In enkele landen wordt de bestaande SET-standaard geschikt gemaakt voor de smartcards: C-SET, architectuur en protocol. C-SET wordt bij diverse Europese standaardisatie-instituten gecertificeerd.
Belemmeringen
Elektronische handel is een internationale aangelegenheid. Daarom moet bij de beoordeling van het belang van C-SET de verspreiding van smartcards voor de elektronische portemonnees in West-Europa in de afweging worden betrokken, zie kader.
Buiten Europa zijn in de volgende landen kaartschema’s voor elektronische portemonnees (in afnemende omvang, van ruim 1 miljoen tot enkele tienduizenden): China, Australië, Verenigde Staten, Japan, Singapore, Zuid-Afrika, Brazilië, Argentinië, Mexico, Turkije, Thailand, Israël, Nigeria, Maleisië, Tsjechië.
Met betrekking tot de ‘smart debitcards’ is van belang dat alleen Frankrijk een aanzienlijk smartcard-bestand heeft (in 1986 reeds 15 miljoen smartcards). Dit bestand wordt waarschijnlijk binnenkort opgewaardeerd. De Franse banken lijken C-SET hierin te willen opnemen.

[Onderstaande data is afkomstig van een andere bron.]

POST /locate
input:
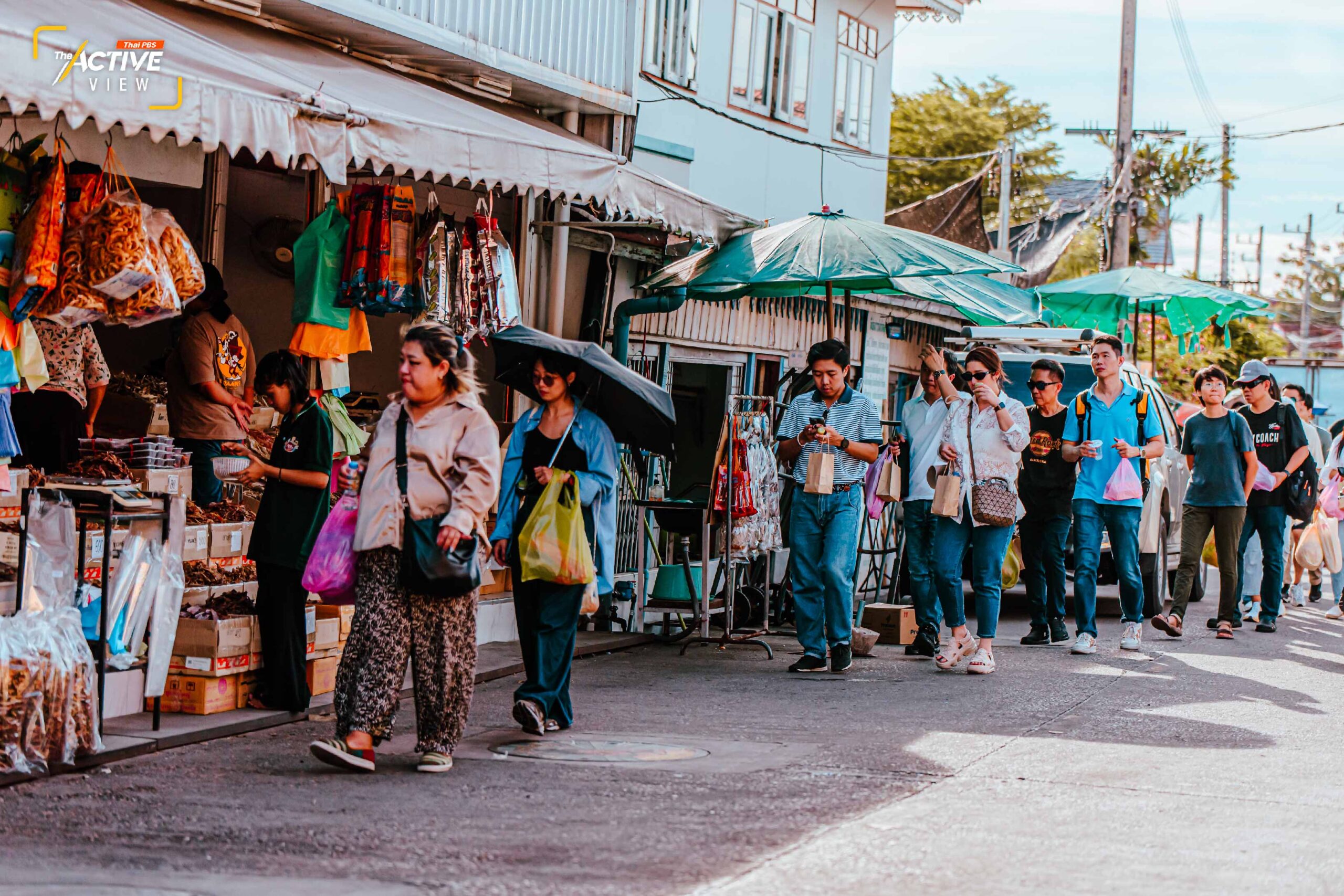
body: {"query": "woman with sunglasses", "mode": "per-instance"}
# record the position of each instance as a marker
(562, 441)
(983, 440)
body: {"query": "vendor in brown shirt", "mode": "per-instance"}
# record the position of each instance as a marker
(210, 385)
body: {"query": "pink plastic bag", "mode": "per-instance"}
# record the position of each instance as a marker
(1124, 484)
(1331, 500)
(331, 566)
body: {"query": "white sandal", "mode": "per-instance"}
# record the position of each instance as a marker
(954, 652)
(982, 664)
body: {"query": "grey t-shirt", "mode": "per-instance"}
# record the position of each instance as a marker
(1220, 473)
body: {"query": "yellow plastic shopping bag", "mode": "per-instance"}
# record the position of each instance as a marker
(553, 544)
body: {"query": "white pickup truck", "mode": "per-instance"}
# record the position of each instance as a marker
(1159, 532)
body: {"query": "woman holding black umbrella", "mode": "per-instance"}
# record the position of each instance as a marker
(558, 440)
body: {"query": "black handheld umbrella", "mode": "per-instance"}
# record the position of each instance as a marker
(639, 412)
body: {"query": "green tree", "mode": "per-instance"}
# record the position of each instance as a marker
(958, 119)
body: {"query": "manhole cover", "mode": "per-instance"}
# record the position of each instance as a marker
(582, 750)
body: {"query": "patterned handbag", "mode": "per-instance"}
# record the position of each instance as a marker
(992, 501)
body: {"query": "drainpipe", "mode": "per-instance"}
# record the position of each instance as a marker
(656, 304)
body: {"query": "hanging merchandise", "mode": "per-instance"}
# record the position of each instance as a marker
(75, 301)
(37, 251)
(319, 257)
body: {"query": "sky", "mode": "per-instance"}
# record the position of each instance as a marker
(1269, 68)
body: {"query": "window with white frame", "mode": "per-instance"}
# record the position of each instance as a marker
(772, 58)
(673, 39)
(857, 69)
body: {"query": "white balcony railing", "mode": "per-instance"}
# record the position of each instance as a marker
(585, 41)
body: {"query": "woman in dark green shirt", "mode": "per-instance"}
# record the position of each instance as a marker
(292, 512)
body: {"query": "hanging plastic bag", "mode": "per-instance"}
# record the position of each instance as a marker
(37, 250)
(331, 566)
(319, 257)
(1124, 484)
(553, 542)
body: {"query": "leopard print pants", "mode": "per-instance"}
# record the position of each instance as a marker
(438, 635)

Kleine smartcard-bestanden zijn aanwezig in Duitsland, Zwitserland, China, Taiwan, Japan en Maleisië.
Op dit moment is elektronische handel nog gebaseerd op het gebruik van de PC. Dit vormt een belemmering voor de doorbraak van elektronisch winkelen naar het grote publiek. Het overgrote deel van de consumenten beschikt niet over een PC die geschikt is (te maken) voor gekwalificeerd Internetgebruik. Dat betekent dat nu alleen specifieke doelgroepen te bewerken zijn die over de juiste voorzieningen beschikken: de professionals en de hobbyisten. De meer dan gemiddelde belegger zal over een goede PC beschikken, maar het merendeel van de klanten van bijvoorbeeld een postorderbedrijf doet nog niet mee. Voor de verspreiding naar de massamarkt is het belangrijk welke infrastructuur met welke technologie wordt beheerst. PTT doet alles om het telefoonnet aantrekkelijk te maken (Isdn), mede door actief te zijn met laagdrempelige diensten, zoals ‘Het net’. Daarnaast zijn er de Europese overnames in de kabelwereld en de pilots met interactiviteit op de kabel. Hier draait het om een uitgebreider gebruik van de TV met behulp van uiteenlopende decoderingskastjes. Verwacht mag worden dat de infrastructuur voor betalingen door de consument thuis een krachtige impuls krijgt, wanneer een combinatie gevonden wordt tussen betalingen en TV-programma’s. De consument betaalt voor het zien van afzonderlijke programma’s en kan, al dan niet gestimuleerd door TV-programma’s, op Internet aankopen doen vanaf de nieuwe generatie TV’s. E-handel zal zich voorlopig nog wel via niches in de markt ontwikkelen, op basis van PC-technologie.
Hoe het verloop ook zal zijn, alle partijen hebben er belang bij dat er een internationale standaard komt voor het gebruik van de smartcards in verband met veilig betalen via Internet.
Over enkele jaren is in Europa de wisselkoers de wereld uit door de komst van de euro. Het kan toch niet zo zijn dat chipkaartbetalingen voor een elektronische aankoop dan met veel conversieslagen (en bijbehorende kosten) verlopen?
Drs. Theo van Sprundel, executive consultant van het Smart Competence Center, Bull Benelux te Amsterdam
Kaartsystemen in West-Europa
Internationale schema’s:
Proton (Nederland, België, Zweden, Zwitserland)
Visa Cash (Duitsland, Spanje, Italië)
Europay (Italië, Oostenrijk)
Mastercard (Groot-Brittannië)
Nationale/regionale schema’s
Nederland (Chipper), Duitsland (o.a. Geldkarte), Portugal (PMM), Finland (Avant).